Fraud Is Becoming Increasingly Sophisticated
Ever wonder why we want to hear your voice when you are requesting money? We have had this “double authentication” practice since Blue Spark Financial began, for the safety of our clients, and we understand that sometimes it’s a pain to take the extra step to pick up the phone after an email. But it’s in place to protect against hackers – and they are getting more sophisticated. We know all our clients’ voices, and you can’t fake that.
We urge you to take the same care with all your transactions, not just Blue Spark. If you are asked to send money by anyone, double-check all the details by phone before you send. Even if you are expecting to send money to a person, make sure it’s the right account.
New email hacks
Just this week we heard about a spike in fraud related to money requests. Here are a few recent situations: People were working with a lawyer or real estate agent by email. They were given instructions on where to send funds for a closing or other transaction – only to find out later that the lawyer or real estate agent’s email was hacked and the email didn’t really come from them. There was no verbal confirmation, and people just sent the funds through the links provided in the email, which appeared to come from the people they were working with but were in fact fraudulent. Their funds were compromised and sent to an unknown third party. In another case, it was a fraudulent fax request to disburse funds.

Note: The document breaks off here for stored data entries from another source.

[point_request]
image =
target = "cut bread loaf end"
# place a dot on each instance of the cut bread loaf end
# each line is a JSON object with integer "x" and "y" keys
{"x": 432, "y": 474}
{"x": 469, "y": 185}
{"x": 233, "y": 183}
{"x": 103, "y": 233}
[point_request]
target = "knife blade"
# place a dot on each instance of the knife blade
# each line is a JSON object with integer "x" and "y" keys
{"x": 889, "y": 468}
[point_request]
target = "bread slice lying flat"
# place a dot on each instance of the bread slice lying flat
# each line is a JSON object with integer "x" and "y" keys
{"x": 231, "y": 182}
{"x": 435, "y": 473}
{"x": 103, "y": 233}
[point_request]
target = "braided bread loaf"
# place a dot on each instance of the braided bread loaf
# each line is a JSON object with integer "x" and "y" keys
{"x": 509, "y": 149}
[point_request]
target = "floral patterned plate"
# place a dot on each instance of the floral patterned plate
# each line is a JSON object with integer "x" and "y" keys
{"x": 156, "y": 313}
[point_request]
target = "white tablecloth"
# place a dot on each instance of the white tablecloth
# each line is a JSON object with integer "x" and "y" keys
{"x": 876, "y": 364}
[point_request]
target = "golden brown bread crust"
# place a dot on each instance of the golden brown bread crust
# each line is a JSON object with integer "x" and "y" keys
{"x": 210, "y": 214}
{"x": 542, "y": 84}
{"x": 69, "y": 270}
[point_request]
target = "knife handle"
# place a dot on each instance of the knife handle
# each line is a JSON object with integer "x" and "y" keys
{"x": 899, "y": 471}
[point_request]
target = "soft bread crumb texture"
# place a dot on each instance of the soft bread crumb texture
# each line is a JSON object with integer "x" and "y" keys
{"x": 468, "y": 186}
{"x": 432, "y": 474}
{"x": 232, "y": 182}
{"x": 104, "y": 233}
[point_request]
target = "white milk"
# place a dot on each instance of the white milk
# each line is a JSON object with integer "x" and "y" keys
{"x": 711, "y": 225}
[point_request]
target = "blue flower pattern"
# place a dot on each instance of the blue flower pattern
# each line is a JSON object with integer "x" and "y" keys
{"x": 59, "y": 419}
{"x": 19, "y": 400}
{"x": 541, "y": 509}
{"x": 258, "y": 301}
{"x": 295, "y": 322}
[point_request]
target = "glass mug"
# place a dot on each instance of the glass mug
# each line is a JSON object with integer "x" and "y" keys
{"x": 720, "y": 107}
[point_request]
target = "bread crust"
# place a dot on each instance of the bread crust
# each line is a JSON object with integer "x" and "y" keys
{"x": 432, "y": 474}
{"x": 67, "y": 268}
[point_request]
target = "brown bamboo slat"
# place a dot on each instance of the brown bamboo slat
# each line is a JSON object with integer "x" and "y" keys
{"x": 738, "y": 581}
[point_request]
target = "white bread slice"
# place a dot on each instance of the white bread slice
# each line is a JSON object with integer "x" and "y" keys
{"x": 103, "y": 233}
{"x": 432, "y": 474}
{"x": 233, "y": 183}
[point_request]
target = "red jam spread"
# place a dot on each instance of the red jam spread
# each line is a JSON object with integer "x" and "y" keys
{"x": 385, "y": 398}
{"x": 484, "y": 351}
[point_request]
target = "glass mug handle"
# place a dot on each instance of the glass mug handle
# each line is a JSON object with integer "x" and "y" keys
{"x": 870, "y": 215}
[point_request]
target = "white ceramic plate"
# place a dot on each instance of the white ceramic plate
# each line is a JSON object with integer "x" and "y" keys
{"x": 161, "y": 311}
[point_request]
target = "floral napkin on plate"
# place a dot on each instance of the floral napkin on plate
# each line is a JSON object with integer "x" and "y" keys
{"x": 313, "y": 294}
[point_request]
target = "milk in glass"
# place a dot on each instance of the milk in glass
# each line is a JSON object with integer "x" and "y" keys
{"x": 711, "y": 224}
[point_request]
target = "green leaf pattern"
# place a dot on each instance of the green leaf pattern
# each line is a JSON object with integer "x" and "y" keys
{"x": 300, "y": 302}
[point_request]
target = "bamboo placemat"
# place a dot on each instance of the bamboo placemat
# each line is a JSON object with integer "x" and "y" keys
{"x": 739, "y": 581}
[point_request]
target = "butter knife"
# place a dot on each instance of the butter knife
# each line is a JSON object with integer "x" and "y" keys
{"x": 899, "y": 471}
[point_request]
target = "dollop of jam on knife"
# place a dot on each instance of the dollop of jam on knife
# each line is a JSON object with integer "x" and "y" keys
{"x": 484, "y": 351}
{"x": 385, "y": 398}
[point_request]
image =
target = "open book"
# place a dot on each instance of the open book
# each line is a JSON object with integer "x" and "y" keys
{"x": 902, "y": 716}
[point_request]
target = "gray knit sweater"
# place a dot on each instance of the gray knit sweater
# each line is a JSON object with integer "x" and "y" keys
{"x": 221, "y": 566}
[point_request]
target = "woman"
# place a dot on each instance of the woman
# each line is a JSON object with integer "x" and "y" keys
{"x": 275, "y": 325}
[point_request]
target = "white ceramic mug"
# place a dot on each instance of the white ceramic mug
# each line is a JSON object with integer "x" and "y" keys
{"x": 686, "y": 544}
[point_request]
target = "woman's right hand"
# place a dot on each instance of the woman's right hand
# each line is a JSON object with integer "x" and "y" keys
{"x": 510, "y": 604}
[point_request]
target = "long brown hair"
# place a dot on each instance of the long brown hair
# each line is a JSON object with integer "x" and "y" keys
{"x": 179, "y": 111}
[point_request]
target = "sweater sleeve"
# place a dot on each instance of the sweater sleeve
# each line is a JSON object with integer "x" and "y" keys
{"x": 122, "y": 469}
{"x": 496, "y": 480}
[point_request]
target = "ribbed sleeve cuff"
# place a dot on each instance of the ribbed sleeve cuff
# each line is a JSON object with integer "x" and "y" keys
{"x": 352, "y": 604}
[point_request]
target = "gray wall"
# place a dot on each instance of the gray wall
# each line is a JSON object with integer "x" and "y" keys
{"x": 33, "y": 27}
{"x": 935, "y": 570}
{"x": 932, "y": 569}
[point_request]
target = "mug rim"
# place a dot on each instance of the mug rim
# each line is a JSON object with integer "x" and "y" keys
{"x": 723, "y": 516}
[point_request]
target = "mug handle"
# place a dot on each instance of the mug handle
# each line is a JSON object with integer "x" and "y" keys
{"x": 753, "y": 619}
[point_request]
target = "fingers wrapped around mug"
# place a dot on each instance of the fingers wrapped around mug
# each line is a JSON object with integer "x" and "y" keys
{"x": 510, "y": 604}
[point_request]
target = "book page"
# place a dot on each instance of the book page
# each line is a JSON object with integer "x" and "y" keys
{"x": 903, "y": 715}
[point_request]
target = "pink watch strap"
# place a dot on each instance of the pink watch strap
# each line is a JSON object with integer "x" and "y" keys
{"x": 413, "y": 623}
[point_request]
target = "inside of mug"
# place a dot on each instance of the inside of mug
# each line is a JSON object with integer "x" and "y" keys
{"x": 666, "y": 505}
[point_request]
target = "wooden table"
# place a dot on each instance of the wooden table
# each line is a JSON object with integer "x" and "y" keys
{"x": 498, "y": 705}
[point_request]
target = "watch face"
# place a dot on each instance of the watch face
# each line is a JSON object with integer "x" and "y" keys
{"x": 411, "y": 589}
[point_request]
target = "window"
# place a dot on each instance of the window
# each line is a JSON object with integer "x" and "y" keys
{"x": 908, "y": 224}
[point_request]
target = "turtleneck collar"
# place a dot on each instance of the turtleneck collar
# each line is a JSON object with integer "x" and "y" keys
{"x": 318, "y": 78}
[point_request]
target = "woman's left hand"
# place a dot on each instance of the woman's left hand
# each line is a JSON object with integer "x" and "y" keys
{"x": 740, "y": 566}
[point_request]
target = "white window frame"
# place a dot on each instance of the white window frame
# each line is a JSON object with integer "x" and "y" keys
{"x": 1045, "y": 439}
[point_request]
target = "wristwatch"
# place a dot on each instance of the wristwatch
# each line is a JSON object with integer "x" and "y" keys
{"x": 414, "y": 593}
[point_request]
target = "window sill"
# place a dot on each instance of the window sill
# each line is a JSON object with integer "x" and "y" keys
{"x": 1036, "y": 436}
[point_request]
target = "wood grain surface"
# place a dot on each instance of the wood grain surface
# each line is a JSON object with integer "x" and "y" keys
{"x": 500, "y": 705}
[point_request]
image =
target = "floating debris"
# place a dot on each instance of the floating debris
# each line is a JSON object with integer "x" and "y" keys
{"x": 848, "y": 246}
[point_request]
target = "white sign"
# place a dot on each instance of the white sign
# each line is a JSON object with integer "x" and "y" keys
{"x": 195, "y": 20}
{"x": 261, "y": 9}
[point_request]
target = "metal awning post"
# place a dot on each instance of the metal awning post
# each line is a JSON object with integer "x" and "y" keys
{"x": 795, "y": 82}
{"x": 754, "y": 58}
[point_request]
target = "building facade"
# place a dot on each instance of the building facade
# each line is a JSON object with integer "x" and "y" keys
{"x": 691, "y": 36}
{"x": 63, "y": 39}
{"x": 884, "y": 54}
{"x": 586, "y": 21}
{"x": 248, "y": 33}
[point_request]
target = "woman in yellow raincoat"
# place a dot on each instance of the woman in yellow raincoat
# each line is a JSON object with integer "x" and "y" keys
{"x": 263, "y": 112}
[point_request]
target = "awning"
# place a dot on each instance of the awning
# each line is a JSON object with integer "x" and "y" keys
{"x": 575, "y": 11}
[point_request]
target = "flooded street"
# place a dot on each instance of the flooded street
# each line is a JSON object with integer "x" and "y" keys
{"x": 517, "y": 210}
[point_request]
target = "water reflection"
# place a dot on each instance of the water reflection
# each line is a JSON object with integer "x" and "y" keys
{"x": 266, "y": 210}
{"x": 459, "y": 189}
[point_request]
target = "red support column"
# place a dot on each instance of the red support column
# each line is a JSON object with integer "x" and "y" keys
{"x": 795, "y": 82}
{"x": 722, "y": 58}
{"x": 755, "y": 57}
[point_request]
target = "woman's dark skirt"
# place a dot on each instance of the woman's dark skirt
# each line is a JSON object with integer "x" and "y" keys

Make sure you call as well as verify exact details before sending any money – by wire, Venmo, or any other electronic means – even if you know the person well.
Typo Fraud: Edit yourself online
We’ve heard that scammers love typos. Why is that so? Think about typing in a website (because you’ve heard that is better than clicking a link in an email, which is true!) but you mistype .com with .cm, or instead of .org it’s .ogg.
Scammers know that people make mistakes, and they are waiting. They have bought addresses with just one letter away from real websites to hijack unwitting Internet users. It’s a new hack called “typosquatting” intended to trick users, according to the National Consumers League.
The unintended website could ask you for personal information that you believe is secure. It could look just like the correct website and lures people to give Social Security numbers, account numbers, names and passwords.
The fake sites could also be selling knock-off imitation products, as well as gathering sensitive data, the National Consumers League said in an alert issued this month. This is just another reason to be very careful when using the Internet.
New Medicare Card Scam
Hang up on anyone who calls saying they are with Medicare. Scammers are phoning Medicare recipients and pretending to be representatives of the government healthcare program, AARP reports. The caller then tells the victim that they need personal identifiers are required to make the switch to the new Medicare card – including Social Security numbers and bank account information.
None of these are true, but the scammers are telling seniors that:
- You must pay for your new Medicare card or you’ll lose your Medicare benefits
- Medicare is updating its files and needs your bank and credit card numbers
- Medicare is confirming your Social Security number before you can receive your new card
- Medicare needs your bank information to send you a refund on your old card
Representatives of Medicare do not call consumers. Just hang up on anyone claiming to be from Medicare on the phone.
Medicare is indeed replacing its old cards – which had recipients’ Social Security numbers listed on them. It is doing this to try to reduce the opportunity for fraud and identity theft. It’s ironic that scammers are using that positive action for their own gain.
Once your new card arrives, destroy your old one. Shred it, don’t just put it in the trash!